We know marketers need a benchmark that’s relevant to what they do. One that shows you which AI model is best suited to the content you need to create.
So that’s exactly what we’ve done. We’ve taken the guesswork out of benchmarking, putting the latest AI models through their paces for the content that matters. Our AI Leaderboard highlights which tool will get you the best results (and we’ve shown our working out below, so you can see exactly how we got there).
The AI Leaderboard
Here’s how seven of the most popular AI models fare with writing blogs, opinion pieces, marketing emails and organic LinkedIn posts. (We’ll keep updating the leaderboard, so it covers more content and models).
We’ve given them all a percentage score– the higher, the better.
(Interested in finding out more about how we scored them? Jump down to our methodology section.)
Foreword from our AI Director
“Model releases come thick and fast from AI vendors and often get little more than a post on X about the notable performance differences. Take a look at this from the OpenAI team for example. What does “more natural, engaging, and tailored writing” mean in the cold light of day? Does it mean it’s the best AI for a CMO that wants to write their next email marketing campaign?
“Only the major version releases get benchmark scores, but even the benchmarks used (e.g. graduate level reasoning, multilingual math capability etc.) are pretty much irrelevant to everyone outside of the development and deep learning worlds.
“We want to change that. We have known for a long time that different models excel at different things, because our teams have told us so. We started to blend different models in our private AI suite for this very reason.
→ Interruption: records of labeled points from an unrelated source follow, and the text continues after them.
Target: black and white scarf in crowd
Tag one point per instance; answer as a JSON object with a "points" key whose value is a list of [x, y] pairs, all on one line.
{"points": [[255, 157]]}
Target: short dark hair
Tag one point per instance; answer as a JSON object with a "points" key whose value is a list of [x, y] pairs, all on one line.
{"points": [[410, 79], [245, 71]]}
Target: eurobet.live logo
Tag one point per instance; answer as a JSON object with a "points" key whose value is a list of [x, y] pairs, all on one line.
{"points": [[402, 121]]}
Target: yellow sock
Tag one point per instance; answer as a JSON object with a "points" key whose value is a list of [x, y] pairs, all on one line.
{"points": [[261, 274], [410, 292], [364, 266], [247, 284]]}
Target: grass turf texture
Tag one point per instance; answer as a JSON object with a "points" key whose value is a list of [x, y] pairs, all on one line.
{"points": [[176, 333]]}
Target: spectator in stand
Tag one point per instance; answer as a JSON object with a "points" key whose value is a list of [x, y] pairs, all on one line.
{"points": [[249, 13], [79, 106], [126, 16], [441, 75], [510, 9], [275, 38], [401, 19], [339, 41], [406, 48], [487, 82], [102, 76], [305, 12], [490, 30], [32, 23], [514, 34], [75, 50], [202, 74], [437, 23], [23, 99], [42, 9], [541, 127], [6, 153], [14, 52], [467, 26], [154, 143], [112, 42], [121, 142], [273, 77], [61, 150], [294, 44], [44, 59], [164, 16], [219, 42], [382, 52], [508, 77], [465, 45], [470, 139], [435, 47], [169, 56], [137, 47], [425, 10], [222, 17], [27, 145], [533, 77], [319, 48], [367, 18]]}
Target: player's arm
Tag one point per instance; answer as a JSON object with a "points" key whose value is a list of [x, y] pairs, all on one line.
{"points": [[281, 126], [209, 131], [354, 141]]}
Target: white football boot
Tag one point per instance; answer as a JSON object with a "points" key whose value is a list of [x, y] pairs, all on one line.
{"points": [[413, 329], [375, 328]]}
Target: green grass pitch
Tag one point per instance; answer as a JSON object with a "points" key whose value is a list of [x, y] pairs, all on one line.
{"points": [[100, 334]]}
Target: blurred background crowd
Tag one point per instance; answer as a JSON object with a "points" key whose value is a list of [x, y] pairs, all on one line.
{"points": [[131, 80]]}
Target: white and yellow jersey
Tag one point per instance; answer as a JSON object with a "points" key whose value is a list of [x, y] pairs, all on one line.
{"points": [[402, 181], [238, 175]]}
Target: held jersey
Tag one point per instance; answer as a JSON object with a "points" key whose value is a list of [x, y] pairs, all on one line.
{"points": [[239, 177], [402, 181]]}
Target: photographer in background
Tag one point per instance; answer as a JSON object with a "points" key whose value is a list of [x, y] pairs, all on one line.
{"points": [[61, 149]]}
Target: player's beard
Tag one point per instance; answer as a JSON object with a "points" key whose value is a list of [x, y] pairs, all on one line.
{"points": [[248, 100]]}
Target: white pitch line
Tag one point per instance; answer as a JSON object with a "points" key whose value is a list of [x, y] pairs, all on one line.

We also built our prompt library to reflect this reality (it automatically runs prompts with specific models).
“This AI Leaderboard is our way of making the confusing world of AI more understandable for marketing teams. It is also the first of many AI benchmarks for Definition, and the genuine beginning of our move into model consultancy. The remaining part of the puzzle is to make all the best models, as ranked by our human experts, available in a secure environment – watch this space!”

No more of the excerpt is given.